If there's a problem with the album, it's this: while no song on the album could possibly be considered to be bad, per se, the album is totally overlong. I guess it makes sense from one perspective to have thirteen songs after a three-year-plus wait for a sophomore album, but in general if there's one thing preventing Alter Bridge from being musically unique across the spectrum--which they're already a very long way towards achieving--it's the fact that too many of these songs are given over to the same kind of anthemic choruses with exclusively melodic singing and block one-power-chord-per-bar movements. I guess there's not much in general that can be done about this--it is an innovation in modern rock music that was practically invented by Tremonti's old band and has now been done to death by the Nickelbacks of the world--but it's the one last hang-up preventing the band from sounding like it's reached its top potential.

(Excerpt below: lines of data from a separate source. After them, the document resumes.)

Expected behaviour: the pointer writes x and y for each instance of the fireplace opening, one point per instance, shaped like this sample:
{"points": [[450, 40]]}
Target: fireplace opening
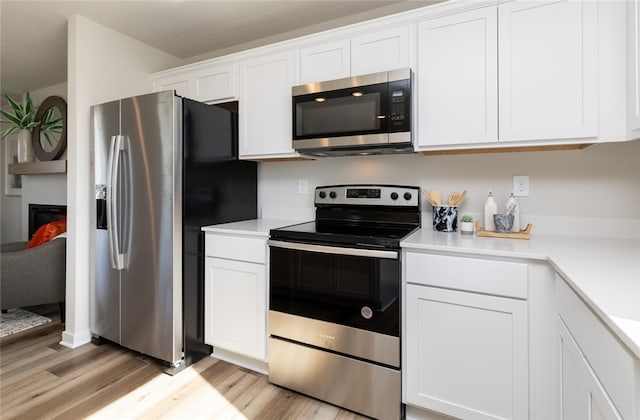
{"points": [[41, 214]]}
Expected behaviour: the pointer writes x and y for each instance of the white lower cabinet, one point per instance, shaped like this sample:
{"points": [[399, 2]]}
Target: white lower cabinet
{"points": [[583, 397], [235, 311], [235, 304], [466, 352], [600, 376]]}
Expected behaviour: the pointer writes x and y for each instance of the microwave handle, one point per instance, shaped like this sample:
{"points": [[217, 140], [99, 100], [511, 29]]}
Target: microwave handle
{"points": [[324, 249]]}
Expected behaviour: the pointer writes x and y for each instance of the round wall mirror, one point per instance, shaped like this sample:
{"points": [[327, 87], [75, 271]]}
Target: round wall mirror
{"points": [[50, 136]]}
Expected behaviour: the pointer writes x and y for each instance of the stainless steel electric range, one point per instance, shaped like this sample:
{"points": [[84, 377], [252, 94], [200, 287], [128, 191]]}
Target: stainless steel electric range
{"points": [[334, 300]]}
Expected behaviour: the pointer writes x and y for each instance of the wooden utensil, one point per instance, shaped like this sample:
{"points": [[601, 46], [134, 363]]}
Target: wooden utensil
{"points": [[453, 198], [437, 197]]}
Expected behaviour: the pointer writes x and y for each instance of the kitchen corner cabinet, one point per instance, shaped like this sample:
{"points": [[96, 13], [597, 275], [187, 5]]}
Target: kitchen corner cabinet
{"points": [[466, 336], [265, 105], [512, 73], [236, 294], [633, 59], [457, 79], [211, 83], [600, 377], [582, 394], [548, 70]]}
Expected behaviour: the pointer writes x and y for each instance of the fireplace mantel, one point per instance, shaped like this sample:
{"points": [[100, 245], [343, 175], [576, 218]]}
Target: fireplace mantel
{"points": [[35, 168]]}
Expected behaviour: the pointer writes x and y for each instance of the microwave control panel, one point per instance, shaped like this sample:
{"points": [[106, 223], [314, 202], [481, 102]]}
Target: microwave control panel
{"points": [[400, 105]]}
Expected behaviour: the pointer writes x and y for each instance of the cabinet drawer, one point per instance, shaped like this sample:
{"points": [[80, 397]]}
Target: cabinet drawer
{"points": [[239, 248], [611, 362], [500, 278]]}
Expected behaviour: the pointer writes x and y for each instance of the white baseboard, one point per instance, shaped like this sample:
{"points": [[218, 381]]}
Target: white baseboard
{"points": [[255, 365], [74, 340]]}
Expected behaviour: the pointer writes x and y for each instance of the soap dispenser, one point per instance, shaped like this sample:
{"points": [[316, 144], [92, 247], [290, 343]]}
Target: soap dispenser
{"points": [[490, 208], [513, 208]]}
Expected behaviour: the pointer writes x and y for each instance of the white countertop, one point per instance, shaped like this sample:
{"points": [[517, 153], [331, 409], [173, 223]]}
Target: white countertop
{"points": [[253, 227], [604, 272]]}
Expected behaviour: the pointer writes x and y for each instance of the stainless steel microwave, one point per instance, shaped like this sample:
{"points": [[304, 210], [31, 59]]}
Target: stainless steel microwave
{"points": [[368, 114]]}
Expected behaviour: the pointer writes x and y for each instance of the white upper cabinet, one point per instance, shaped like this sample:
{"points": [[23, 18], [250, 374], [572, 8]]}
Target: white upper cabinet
{"points": [[633, 57], [265, 106], [457, 78], [380, 51], [206, 83], [216, 83], [548, 70], [328, 61]]}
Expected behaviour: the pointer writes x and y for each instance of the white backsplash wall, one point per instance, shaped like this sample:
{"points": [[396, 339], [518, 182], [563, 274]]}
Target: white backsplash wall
{"points": [[592, 191]]}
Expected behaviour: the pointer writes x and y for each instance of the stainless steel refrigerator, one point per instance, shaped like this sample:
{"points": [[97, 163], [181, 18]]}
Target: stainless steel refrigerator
{"points": [[164, 167]]}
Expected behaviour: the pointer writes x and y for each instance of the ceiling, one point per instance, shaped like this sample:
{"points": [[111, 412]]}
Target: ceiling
{"points": [[34, 33]]}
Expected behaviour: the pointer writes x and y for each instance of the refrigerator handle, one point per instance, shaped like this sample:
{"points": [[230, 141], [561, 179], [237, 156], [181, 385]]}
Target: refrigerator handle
{"points": [[113, 222]]}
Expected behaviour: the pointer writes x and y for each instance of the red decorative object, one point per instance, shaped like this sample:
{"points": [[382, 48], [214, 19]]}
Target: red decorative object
{"points": [[47, 232]]}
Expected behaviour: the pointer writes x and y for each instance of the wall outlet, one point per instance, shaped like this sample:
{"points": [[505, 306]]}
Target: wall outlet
{"points": [[521, 186], [303, 186]]}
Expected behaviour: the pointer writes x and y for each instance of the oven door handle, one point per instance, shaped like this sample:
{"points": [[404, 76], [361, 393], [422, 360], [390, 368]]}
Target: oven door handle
{"points": [[358, 252]]}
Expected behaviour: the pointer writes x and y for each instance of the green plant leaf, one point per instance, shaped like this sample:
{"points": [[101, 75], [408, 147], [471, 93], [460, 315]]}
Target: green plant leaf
{"points": [[46, 135], [8, 132], [10, 119]]}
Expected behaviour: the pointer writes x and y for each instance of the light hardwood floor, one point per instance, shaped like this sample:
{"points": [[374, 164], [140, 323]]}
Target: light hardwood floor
{"points": [[39, 378]]}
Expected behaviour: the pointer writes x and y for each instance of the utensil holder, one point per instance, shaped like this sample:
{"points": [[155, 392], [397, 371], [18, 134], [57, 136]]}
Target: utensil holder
{"points": [[445, 218]]}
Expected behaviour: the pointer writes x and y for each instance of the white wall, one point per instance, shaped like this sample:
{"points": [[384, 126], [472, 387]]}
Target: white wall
{"points": [[593, 191], [103, 65], [40, 189]]}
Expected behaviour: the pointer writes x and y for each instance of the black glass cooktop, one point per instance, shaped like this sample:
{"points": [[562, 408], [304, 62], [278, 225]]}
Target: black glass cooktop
{"points": [[345, 233]]}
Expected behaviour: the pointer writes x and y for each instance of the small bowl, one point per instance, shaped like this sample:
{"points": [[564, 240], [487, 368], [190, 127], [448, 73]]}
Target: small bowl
{"points": [[503, 222]]}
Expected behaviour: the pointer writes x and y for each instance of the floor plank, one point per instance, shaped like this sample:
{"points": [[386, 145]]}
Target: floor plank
{"points": [[41, 379]]}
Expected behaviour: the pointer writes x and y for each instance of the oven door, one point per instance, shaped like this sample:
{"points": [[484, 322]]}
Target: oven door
{"points": [[339, 298]]}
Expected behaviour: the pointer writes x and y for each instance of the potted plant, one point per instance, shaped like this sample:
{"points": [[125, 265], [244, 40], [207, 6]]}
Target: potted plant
{"points": [[20, 119], [466, 225]]}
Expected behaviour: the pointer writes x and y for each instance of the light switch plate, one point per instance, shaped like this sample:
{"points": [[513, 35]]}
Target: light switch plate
{"points": [[521, 186]]}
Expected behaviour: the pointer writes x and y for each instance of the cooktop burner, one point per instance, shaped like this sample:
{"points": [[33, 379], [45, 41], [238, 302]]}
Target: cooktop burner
{"points": [[359, 215]]}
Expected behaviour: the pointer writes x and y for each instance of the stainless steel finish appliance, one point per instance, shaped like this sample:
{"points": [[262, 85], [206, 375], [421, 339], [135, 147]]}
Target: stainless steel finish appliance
{"points": [[334, 301], [369, 114], [164, 167]]}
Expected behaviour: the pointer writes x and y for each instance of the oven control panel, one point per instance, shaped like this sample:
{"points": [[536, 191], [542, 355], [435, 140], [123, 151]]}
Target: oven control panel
{"points": [[369, 195]]}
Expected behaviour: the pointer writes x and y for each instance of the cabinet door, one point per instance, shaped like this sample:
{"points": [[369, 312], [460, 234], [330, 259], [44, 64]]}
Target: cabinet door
{"points": [[582, 395], [265, 106], [633, 29], [380, 51], [548, 70], [457, 78], [466, 353], [235, 307], [216, 83], [325, 62], [181, 83]]}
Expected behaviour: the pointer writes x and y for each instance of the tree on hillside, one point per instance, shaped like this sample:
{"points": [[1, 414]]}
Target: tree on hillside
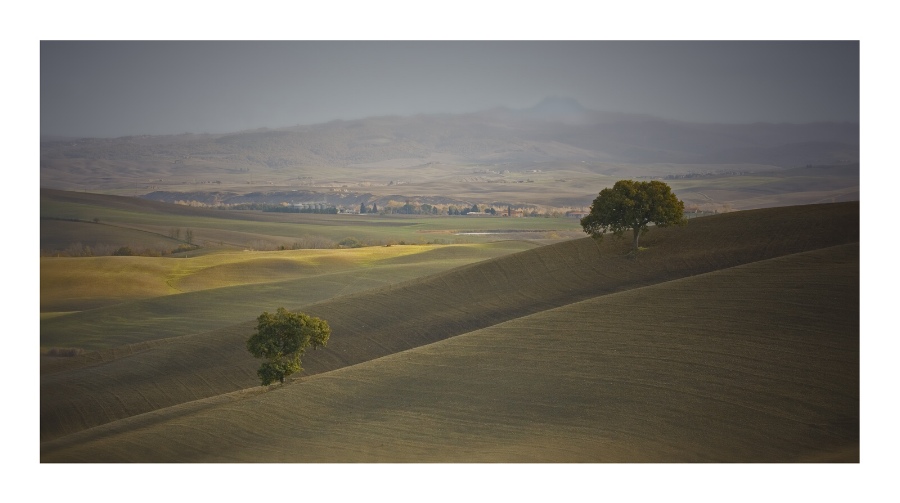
{"points": [[633, 205], [282, 338]]}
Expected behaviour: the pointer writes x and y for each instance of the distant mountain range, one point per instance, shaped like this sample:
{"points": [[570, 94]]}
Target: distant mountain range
{"points": [[556, 129]]}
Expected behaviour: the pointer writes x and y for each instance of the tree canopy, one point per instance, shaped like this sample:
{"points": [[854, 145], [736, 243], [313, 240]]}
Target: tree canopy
{"points": [[633, 205], [282, 338]]}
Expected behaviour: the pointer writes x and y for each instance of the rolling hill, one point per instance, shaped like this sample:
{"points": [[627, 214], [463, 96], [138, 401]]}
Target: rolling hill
{"points": [[735, 338]]}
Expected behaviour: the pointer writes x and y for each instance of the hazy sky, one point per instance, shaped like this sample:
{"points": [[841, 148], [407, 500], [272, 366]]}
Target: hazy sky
{"points": [[117, 88]]}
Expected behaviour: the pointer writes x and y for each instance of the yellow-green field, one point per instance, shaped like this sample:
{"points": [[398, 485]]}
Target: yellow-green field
{"points": [[735, 338]]}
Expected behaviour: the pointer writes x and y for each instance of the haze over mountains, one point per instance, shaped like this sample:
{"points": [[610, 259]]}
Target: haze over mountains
{"points": [[555, 130]]}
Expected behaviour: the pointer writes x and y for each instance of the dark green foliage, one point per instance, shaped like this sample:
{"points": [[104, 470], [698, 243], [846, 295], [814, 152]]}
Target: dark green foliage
{"points": [[124, 251], [282, 338], [633, 205], [350, 242]]}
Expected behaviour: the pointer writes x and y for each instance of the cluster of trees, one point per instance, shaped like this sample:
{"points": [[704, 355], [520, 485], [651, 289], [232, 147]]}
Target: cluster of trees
{"points": [[630, 205], [175, 233], [282, 338]]}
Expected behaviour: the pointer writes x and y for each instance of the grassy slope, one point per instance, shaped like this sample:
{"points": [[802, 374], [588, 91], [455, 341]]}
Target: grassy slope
{"points": [[108, 385], [124, 287], [755, 363]]}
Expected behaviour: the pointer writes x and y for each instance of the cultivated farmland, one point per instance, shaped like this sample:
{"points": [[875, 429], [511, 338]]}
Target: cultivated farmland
{"points": [[735, 338]]}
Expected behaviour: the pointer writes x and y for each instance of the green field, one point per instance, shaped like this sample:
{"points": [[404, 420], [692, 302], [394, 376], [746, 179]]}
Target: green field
{"points": [[735, 338]]}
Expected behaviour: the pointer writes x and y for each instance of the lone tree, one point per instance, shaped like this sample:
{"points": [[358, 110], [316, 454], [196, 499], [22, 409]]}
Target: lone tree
{"points": [[633, 205], [282, 338]]}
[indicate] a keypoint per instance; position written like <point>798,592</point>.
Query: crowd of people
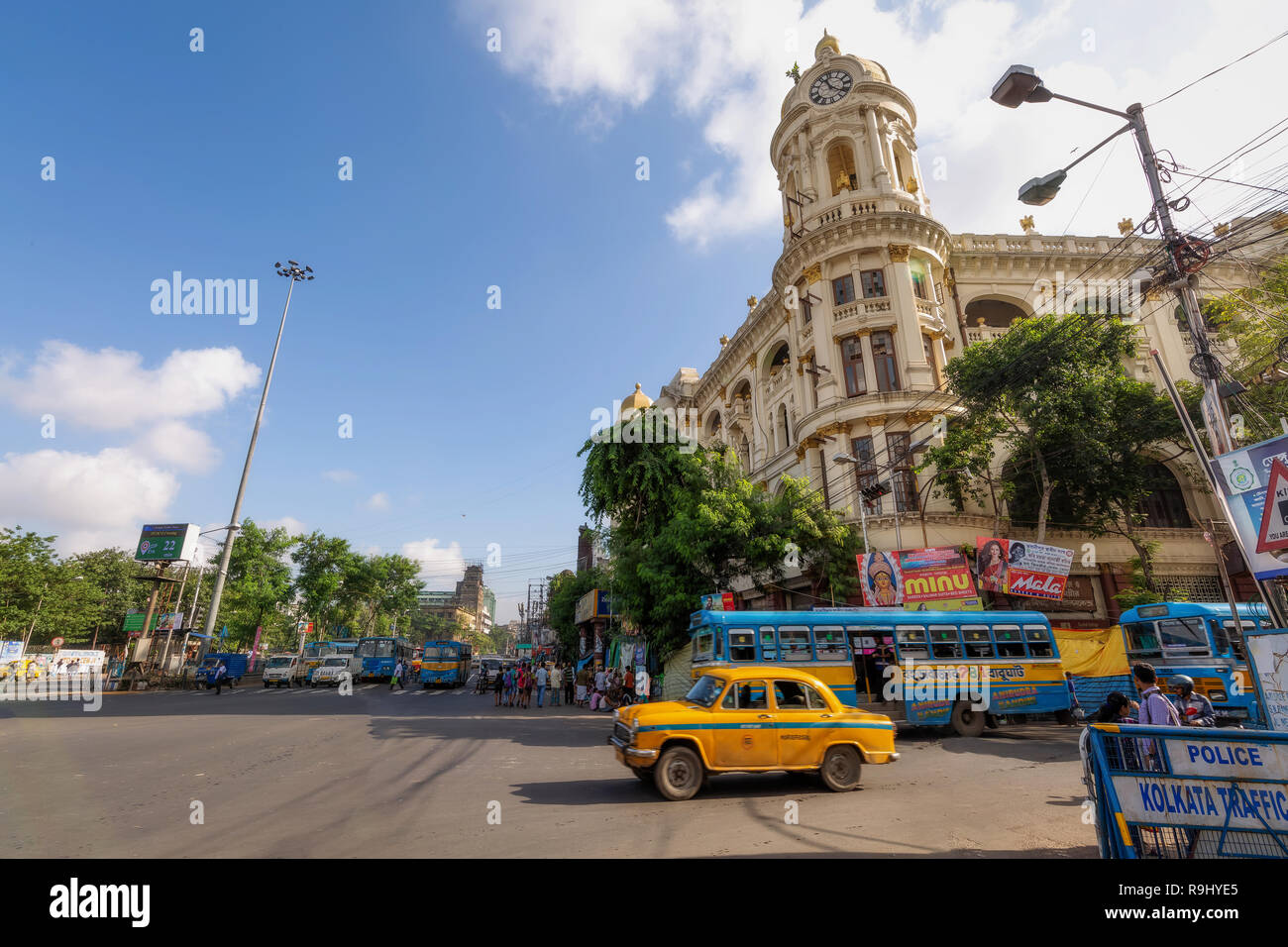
<point>515,685</point>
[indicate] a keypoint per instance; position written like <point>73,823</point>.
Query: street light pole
<point>296,274</point>
<point>1021,84</point>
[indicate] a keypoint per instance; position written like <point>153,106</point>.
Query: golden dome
<point>636,399</point>
<point>828,42</point>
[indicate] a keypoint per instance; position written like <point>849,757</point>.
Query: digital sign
<point>167,543</point>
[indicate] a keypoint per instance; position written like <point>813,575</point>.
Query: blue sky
<point>471,169</point>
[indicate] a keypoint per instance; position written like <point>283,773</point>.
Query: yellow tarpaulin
<point>1093,652</point>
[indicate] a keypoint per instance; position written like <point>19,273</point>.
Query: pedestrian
<point>222,678</point>
<point>1193,707</point>
<point>1155,710</point>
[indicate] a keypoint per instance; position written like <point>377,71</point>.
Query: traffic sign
<point>1274,518</point>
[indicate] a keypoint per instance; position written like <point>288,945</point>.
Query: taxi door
<point>800,709</point>
<point>745,727</point>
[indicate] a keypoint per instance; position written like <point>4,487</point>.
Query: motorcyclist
<point>1196,709</point>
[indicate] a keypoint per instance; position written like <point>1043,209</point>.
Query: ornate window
<point>883,357</point>
<point>851,357</point>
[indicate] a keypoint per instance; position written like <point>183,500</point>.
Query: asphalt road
<point>310,774</point>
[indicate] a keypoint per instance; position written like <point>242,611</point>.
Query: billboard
<point>917,578</point>
<point>1244,475</point>
<point>1028,570</point>
<point>167,543</point>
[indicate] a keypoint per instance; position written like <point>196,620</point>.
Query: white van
<point>333,669</point>
<point>283,669</point>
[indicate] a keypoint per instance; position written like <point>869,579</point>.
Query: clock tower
<point>862,270</point>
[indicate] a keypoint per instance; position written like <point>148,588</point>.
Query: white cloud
<point>101,499</point>
<point>290,523</point>
<point>179,445</point>
<point>437,564</point>
<point>111,389</point>
<point>721,62</point>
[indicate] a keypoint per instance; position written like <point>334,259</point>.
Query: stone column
<point>903,304</point>
<point>881,175</point>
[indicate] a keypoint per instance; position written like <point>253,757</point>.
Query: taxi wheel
<point>840,771</point>
<point>678,775</point>
<point>966,722</point>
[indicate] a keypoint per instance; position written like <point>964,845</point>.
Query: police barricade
<point>1188,792</point>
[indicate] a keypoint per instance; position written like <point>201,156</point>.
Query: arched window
<point>841,171</point>
<point>1164,508</point>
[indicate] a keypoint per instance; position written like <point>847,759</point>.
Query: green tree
<point>1081,438</point>
<point>258,590</point>
<point>687,522</point>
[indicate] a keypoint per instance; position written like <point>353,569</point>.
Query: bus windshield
<point>706,689</point>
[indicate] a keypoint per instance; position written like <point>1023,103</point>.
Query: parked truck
<point>236,664</point>
<point>284,669</point>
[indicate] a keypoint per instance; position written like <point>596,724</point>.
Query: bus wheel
<point>678,775</point>
<point>840,770</point>
<point>966,722</point>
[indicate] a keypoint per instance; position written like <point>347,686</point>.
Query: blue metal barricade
<point>1188,791</point>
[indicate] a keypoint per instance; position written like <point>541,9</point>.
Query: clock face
<point>829,88</point>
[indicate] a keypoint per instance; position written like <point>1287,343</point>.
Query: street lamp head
<point>1020,84</point>
<point>1039,191</point>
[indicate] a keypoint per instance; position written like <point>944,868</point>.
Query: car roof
<point>759,672</point>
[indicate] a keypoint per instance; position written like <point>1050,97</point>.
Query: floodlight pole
<point>296,274</point>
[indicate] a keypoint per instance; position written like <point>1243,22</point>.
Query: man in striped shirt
<point>1155,710</point>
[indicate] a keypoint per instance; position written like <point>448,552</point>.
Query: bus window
<point>742,644</point>
<point>1228,641</point>
<point>978,643</point>
<point>703,646</point>
<point>1142,639</point>
<point>943,641</point>
<point>829,642</point>
<point>1010,642</point>
<point>1039,642</point>
<point>912,641</point>
<point>1184,637</point>
<point>768,643</point>
<point>795,641</point>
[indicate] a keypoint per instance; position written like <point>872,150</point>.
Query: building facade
<point>871,296</point>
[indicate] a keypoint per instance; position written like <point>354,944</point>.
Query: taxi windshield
<point>706,689</point>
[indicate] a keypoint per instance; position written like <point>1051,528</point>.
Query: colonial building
<point>871,296</point>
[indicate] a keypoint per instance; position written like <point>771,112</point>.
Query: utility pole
<point>295,274</point>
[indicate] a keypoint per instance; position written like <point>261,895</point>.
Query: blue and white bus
<point>1201,641</point>
<point>380,654</point>
<point>1009,660</point>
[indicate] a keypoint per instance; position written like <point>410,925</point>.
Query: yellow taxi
<point>746,720</point>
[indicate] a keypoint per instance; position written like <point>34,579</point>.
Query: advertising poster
<point>1028,570</point>
<point>1244,475</point>
<point>917,579</point>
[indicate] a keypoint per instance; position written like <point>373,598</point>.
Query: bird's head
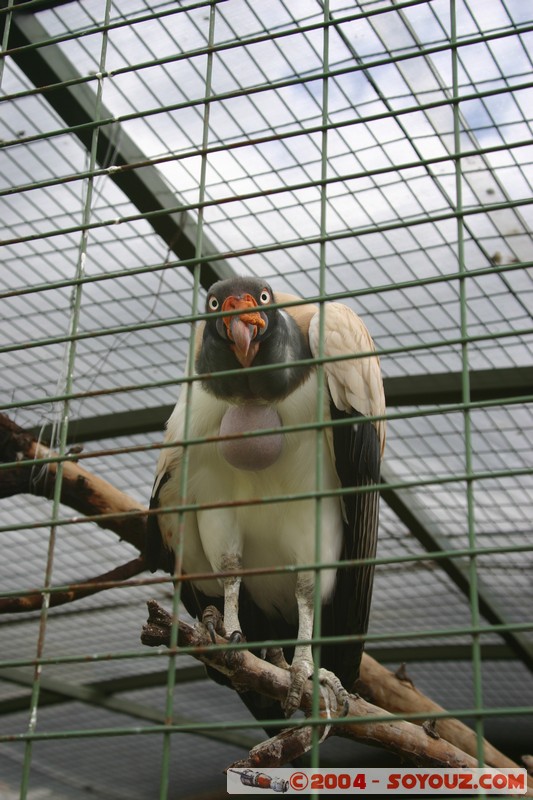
<point>247,323</point>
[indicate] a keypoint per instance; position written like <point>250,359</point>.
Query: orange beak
<point>242,328</point>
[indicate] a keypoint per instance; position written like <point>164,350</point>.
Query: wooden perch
<point>249,672</point>
<point>90,495</point>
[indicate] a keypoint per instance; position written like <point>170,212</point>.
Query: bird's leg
<point>302,666</point>
<point>232,585</point>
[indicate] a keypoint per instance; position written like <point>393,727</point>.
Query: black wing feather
<point>357,457</point>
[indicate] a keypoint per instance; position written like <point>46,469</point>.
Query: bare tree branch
<point>248,672</point>
<point>80,490</point>
<point>33,600</point>
<point>91,495</point>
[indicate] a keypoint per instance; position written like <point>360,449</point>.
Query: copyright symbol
<point>298,781</point>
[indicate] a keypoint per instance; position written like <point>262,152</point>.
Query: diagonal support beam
<point>143,185</point>
<point>56,690</point>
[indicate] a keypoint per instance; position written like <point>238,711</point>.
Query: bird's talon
<point>213,621</point>
<point>211,631</point>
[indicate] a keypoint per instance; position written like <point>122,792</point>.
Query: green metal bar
<point>442,389</point>
<point>403,636</point>
<point>412,517</point>
<point>470,499</point>
<point>460,713</point>
<point>19,52</point>
<point>410,520</point>
<point>458,477</point>
<point>70,357</point>
<point>403,166</point>
<point>58,690</point>
<point>149,192</point>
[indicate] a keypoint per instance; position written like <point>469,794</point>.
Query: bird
<point>308,376</point>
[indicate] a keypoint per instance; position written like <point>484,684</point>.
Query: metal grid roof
<point>420,263</point>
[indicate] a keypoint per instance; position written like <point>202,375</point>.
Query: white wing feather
<point>355,384</point>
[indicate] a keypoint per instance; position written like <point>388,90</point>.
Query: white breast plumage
<point>266,534</point>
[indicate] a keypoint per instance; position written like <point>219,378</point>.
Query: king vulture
<point>242,331</point>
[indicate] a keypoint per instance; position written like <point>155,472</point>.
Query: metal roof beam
<point>143,185</point>
<point>57,690</point>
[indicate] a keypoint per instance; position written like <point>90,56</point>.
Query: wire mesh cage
<point>373,153</point>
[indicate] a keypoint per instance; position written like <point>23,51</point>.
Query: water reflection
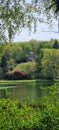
<point>23,90</point>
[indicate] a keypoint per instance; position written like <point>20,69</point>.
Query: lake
<point>19,90</point>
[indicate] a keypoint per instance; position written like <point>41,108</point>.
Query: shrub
<point>19,74</point>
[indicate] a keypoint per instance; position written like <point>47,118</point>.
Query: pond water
<point>33,90</point>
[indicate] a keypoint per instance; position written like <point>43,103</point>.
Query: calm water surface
<point>23,90</point>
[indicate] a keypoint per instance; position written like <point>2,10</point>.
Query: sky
<point>43,32</point>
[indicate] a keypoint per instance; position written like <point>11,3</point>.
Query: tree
<point>16,14</point>
<point>50,64</point>
<point>56,45</point>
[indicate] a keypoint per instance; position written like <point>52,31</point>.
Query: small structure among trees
<point>31,56</point>
<point>56,44</point>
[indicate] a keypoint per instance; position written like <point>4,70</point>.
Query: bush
<point>19,74</point>
<point>16,75</point>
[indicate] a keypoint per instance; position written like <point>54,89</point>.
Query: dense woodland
<point>29,60</point>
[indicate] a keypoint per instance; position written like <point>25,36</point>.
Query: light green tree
<point>50,64</point>
<point>16,14</point>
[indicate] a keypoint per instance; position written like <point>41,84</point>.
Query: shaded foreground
<point>39,115</point>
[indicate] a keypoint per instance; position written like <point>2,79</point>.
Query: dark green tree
<point>56,45</point>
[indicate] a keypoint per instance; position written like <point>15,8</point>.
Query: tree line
<point>45,63</point>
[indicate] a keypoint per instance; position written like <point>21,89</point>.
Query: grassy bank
<point>39,115</point>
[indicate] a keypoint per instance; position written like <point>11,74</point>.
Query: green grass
<point>20,115</point>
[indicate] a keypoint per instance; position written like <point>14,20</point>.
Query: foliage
<point>20,115</point>
<point>56,45</point>
<point>15,15</point>
<point>50,64</point>
<point>29,68</point>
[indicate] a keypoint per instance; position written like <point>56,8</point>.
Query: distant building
<point>31,56</point>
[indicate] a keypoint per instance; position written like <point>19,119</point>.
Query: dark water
<point>23,90</point>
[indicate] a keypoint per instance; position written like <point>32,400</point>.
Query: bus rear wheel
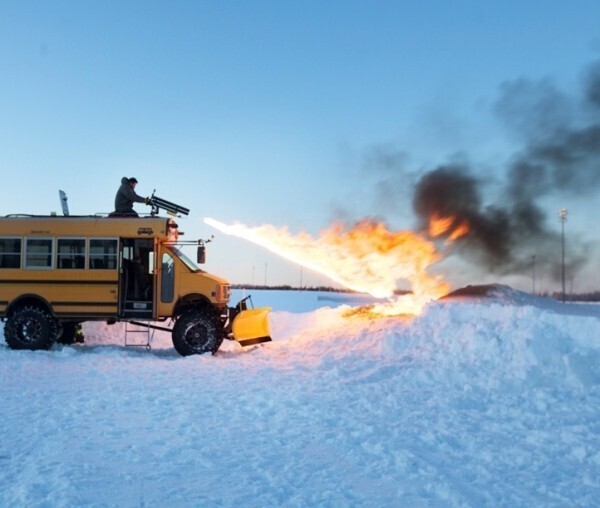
<point>31,328</point>
<point>196,332</point>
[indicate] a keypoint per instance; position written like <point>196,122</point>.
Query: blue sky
<point>269,111</point>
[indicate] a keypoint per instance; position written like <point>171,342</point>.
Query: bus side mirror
<point>201,255</point>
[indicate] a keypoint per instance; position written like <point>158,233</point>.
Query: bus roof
<point>92,225</point>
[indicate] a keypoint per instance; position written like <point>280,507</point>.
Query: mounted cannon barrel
<point>168,206</point>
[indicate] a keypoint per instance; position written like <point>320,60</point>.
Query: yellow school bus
<point>59,271</point>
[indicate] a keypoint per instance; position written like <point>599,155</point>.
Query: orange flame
<point>367,258</point>
<point>447,226</point>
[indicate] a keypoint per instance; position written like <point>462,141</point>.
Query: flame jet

And believe me, the band has BOATLOADS of potential. Alter Bridge are one of the most formidable collections of musicians in mainstream rock music, from a technical standpoint, and have really grown and matured with this release musically. They've successfully stripped away every Creedism that held them back on the debut. It's very impressive to me to see the band working and toiling to grow and mature into something unique that sheds the past the way they want, but unfortunately, they are not there yet. This album stretches on too long and always throws the same kinds of punches, and no matter how effective they are or how surprising they were to begin with, by song eleven we've already gotten the point. Hopefully the band, which has been allowing the metal influence to creep in a LOT on this album with its constant 6/8 galloping and crunching and surprising lack of typical 4/4 radio-friendliness (there are only two songs on here that really scream "single," which is also a sign of things to come), will scale that back and make room for more variety of mood, especially in their choruses. It's too reminiscient of bands beneath Alter Bridge's potential level to have every chorus be one of these soaring-vocals I-V-vi-IV progression affairs.
But this album, already so close to perfect, is a massively impressive sign of what's to come should Alter Bridge continue making music. This album comes with my full recommendation--get it.